To facilitate the use of the VR-12 norms, we have created an interactive website (https://vr12.cheos.ubc.ca/home). This website includes downloadable comma-separated value files of the health utility score, summary component score, and domain score norms by gender, age group, and province. The website also allows users with respondent-level VR-12 data to calculate VR-12 health utility scores, summary component scores, and domain scores; estimate EQ-5D-5L health utility scores based on a map** (or ‘crosswalk’) algorithm; and obtain normative VR-12 data for their sample that is adjusted for age, gender, and geographic location.

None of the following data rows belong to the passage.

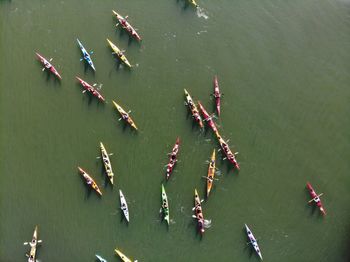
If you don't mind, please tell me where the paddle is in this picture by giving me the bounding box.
[23,240,43,246]
[202,176,219,181]
[308,193,323,203]
[192,199,204,210]
[96,153,114,159]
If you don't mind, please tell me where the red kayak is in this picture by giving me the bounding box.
[76,76,105,102]
[36,53,62,79]
[198,101,218,134]
[166,138,180,180]
[216,132,240,170]
[213,76,221,116]
[306,182,326,216]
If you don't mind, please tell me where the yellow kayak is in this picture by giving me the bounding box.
[207,149,215,197]
[24,226,41,262]
[114,248,132,262]
[107,38,132,67]
[100,142,114,185]
[112,100,137,130]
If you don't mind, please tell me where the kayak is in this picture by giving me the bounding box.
[198,101,218,134]
[184,89,204,128]
[207,149,215,197]
[194,189,204,234]
[244,224,262,260]
[162,184,170,225]
[24,226,41,262]
[78,167,102,196]
[95,254,107,262]
[188,0,199,8]
[77,38,96,71]
[213,76,221,116]
[76,76,105,102]
[112,10,142,41]
[114,248,132,262]
[306,182,326,215]
[36,53,62,79]
[107,38,132,67]
[216,132,240,170]
[166,138,180,180]
[100,142,114,185]
[119,189,129,222]
[112,100,137,130]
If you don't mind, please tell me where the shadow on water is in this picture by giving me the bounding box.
[343,219,350,262]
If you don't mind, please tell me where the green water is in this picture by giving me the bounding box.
[0,0,350,262]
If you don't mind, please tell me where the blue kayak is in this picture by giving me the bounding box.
[77,38,96,71]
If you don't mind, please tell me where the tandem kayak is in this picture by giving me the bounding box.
[198,101,218,134]
[216,132,240,170]
[77,38,96,71]
[188,0,199,8]
[76,76,105,102]
[162,184,170,225]
[244,224,262,260]
[194,189,204,234]
[100,142,114,185]
[213,76,221,116]
[112,100,137,130]
[35,53,62,79]
[166,138,180,180]
[119,190,129,222]
[112,10,141,41]
[184,89,204,128]
[107,38,132,67]
[24,226,42,262]
[207,149,215,197]
[78,167,102,196]
[306,182,326,215]
[114,248,137,262]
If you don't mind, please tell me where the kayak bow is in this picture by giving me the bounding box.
[112,10,142,41]
[216,132,240,170]
[35,53,62,79]
[306,182,326,216]
[198,101,218,134]
[107,38,132,67]
[112,100,137,130]
[76,76,105,102]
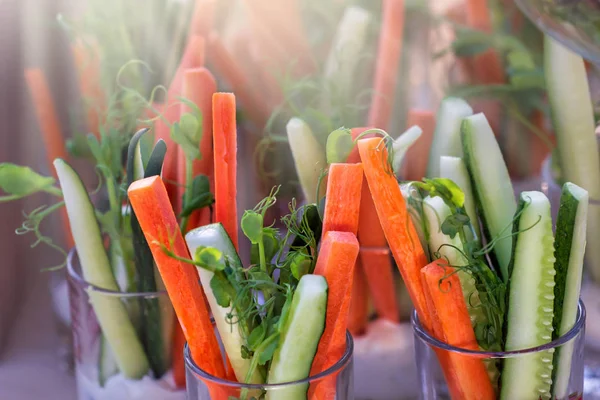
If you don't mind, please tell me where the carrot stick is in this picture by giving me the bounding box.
[348,259,369,336]
[208,33,269,128]
[212,93,238,249]
[154,36,204,208]
[178,67,217,230]
[348,128,399,322]
[127,176,225,378]
[360,247,400,322]
[323,163,363,235]
[173,320,185,388]
[25,68,75,248]
[368,0,404,130]
[466,0,505,84]
[358,138,431,329]
[189,0,217,37]
[309,231,359,399]
[402,108,435,181]
[421,260,496,400]
[71,40,106,136]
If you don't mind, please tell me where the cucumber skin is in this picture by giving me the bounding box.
[552,182,588,399]
[500,192,556,400]
[461,113,517,282]
[54,159,149,379]
[544,36,600,284]
[427,97,473,178]
[266,274,329,400]
[185,223,263,383]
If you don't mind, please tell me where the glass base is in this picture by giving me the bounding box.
[583,348,600,400]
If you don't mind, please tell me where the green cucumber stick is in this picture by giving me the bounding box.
[544,36,600,284]
[54,159,149,379]
[427,97,473,178]
[286,118,327,203]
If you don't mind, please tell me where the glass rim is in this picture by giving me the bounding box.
[67,247,168,299]
[540,152,600,206]
[183,331,354,390]
[410,299,586,358]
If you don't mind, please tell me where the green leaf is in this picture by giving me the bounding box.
[210,273,231,307]
[441,214,469,239]
[258,336,279,365]
[241,210,263,244]
[247,321,266,350]
[171,113,202,160]
[452,30,491,57]
[290,252,312,280]
[194,246,225,272]
[0,163,60,202]
[179,175,215,218]
[424,178,465,207]
[144,139,167,178]
[241,345,254,360]
[277,287,293,333]
[325,128,354,164]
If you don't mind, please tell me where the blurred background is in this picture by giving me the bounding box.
[0,0,592,399]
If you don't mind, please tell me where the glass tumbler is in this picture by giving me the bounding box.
[184,333,354,400]
[412,301,588,400]
[67,249,185,400]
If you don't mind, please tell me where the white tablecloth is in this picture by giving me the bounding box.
[0,273,76,400]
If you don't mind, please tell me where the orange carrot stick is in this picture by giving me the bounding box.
[189,0,217,37]
[208,33,269,128]
[309,231,359,399]
[71,41,106,136]
[358,138,431,329]
[466,0,506,84]
[360,247,400,322]
[402,108,435,181]
[348,128,400,322]
[178,67,217,230]
[421,261,496,400]
[212,93,238,249]
[323,163,363,235]
[173,320,185,388]
[127,176,225,378]
[348,258,369,336]
[154,36,204,208]
[368,0,404,130]
[25,68,75,249]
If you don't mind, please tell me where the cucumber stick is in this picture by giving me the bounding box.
[461,114,517,282]
[501,192,556,400]
[440,156,481,240]
[124,129,172,379]
[544,37,600,283]
[98,334,119,387]
[552,182,589,399]
[266,274,328,400]
[286,118,327,203]
[427,97,473,178]
[54,159,149,379]
[185,223,263,383]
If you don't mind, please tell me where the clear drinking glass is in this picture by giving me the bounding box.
[67,249,185,400]
[412,301,591,400]
[184,333,354,400]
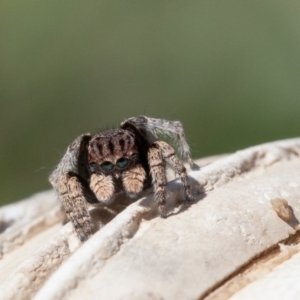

This study has several strengths and limitations. First, our data come from a large sample of nearly 7000 respondents that were selected to be representative of the Canadian population based on age, gender, and geographic location. To further enhance the representation of our sample we used a raking procedure to weight responses to the 2021 Canadian census and 2017/18 Canadian Community Health Survey based on gender, province, education, age group, and health status. A 2010 study in the US compared online and telephone-based administration for estimating population norms for the PROMIS instrument and found that online administration with post-sampling adjustment resulted in a sample comparable to probability-based general population samples [64]. In our study, adjustment resulted in the sample more closely reflecting the characteristics of the Canadian population, particularly with respect to education and health status, although some imbalances remained. For example, our weighted sample overrepresented those who identify as ‘White’ and underrepresented selected groups, including those who identify as ‘South Asian’ and ‘Black,’ and those in the lowest household gross income bracket. Our sampling procedure, which used an online market research panel, may have resulted in other populations being underrepresented in our sample, such as those without access to a computer or new immigrants. In addition, survey respondents were able to choose to complete the survey in either English or French. Consequently, caution is necessary when generalizing these findings to populations who are underrepresented in our sample or to samples where the VR-12 was administered in one language.

Conclusion

We have estimated Canadian VR-12 population norms for health utility scores, summary component scores, and domain scores in a large, nationally representative population sample. The health utility norms, which are reported by age group, gender, and region, can serve as a valuable input for Canadian economic models, particularly those interested in subgroup analyses. The norms for summary component scores and domain scores provide a reference standard that allows for routinely-collected data to be interpreted in the context of the Canadian population.